While most women in the United States had few rights, a considerable number of Hawaiian chiefesses were active in politic. An anonymous journalist of the Boston Atlas in a letter to editor wrote about the first official opening of the Hawaiian legislature in Honolulu in 1845:
... the effect of the whole was made the more pleasing by the rich and tasteful attire of some 50 to 100 ladies present. The female chiefs here, by the constitution of the country, take an active part in governmental affairs; are governors and peeresses by birth. For this occasion they turned out in all their strength, and if I cannot say beauty, although some are very passable, particularly the Queen, Mrs. Young and Mrs. Rooke, I may add size; for to no inconsiderable weight of influence they add weight of body, and all have waists that would carry envy through the most populous harem of Stamboul. I do not think their average weight can be less than 200 or 225 each. However, they were dressed with excellent taste, and appeared to very good advantage.

==Death and legacy==
Alapaʻi died suddenly on August 2, 1849 of apoplexy just before the invasion of Honolulu by French naval captain Louis Tromelin. Her death prompted both her husband and the King to return to the capital from Hilo just in time to address the political crisis.
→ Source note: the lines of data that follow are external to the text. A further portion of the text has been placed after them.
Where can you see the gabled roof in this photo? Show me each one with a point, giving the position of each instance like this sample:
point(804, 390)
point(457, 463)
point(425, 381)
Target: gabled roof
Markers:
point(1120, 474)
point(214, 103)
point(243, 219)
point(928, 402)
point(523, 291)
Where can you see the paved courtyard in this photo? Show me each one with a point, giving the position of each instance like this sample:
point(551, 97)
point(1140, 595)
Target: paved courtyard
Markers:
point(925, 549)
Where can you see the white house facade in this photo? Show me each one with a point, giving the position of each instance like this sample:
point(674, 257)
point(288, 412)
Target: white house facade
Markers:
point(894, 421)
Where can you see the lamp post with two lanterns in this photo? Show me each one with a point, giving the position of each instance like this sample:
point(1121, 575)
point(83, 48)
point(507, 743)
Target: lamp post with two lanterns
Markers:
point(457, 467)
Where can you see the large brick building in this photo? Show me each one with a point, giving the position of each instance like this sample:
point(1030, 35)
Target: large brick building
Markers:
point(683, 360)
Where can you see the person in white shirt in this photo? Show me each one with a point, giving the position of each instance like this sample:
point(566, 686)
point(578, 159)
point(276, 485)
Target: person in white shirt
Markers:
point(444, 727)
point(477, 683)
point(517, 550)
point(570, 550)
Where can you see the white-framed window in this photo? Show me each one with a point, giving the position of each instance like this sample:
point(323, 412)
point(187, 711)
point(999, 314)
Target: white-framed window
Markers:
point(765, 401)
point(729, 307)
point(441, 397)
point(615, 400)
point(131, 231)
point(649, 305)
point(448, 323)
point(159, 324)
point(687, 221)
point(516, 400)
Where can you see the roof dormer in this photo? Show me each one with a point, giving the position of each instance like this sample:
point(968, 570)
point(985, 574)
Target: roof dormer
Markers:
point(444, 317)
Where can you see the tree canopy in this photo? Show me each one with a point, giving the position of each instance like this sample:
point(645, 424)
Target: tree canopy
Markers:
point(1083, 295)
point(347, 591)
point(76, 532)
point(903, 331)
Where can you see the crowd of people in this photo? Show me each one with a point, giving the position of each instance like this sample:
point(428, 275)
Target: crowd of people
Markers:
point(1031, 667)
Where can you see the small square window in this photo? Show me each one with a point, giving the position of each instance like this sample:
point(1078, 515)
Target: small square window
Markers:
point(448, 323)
Alapai Street in Honolulu is named after her. A painting of her hangs next to the baby grand piano in the parlor at Hānaiakamalama, the residence that her husband lived in after her death, which later became the summer palace of their niece Queen Emma, the wife of Kamehameha IV. Her lands eventually became part of the estates of Queen Emma which are now part of the trust of The Queen's Medical Center, the hospital that Emma helped established.
She was probably interred at the Royal Mausoleum at Mauna ʻAla.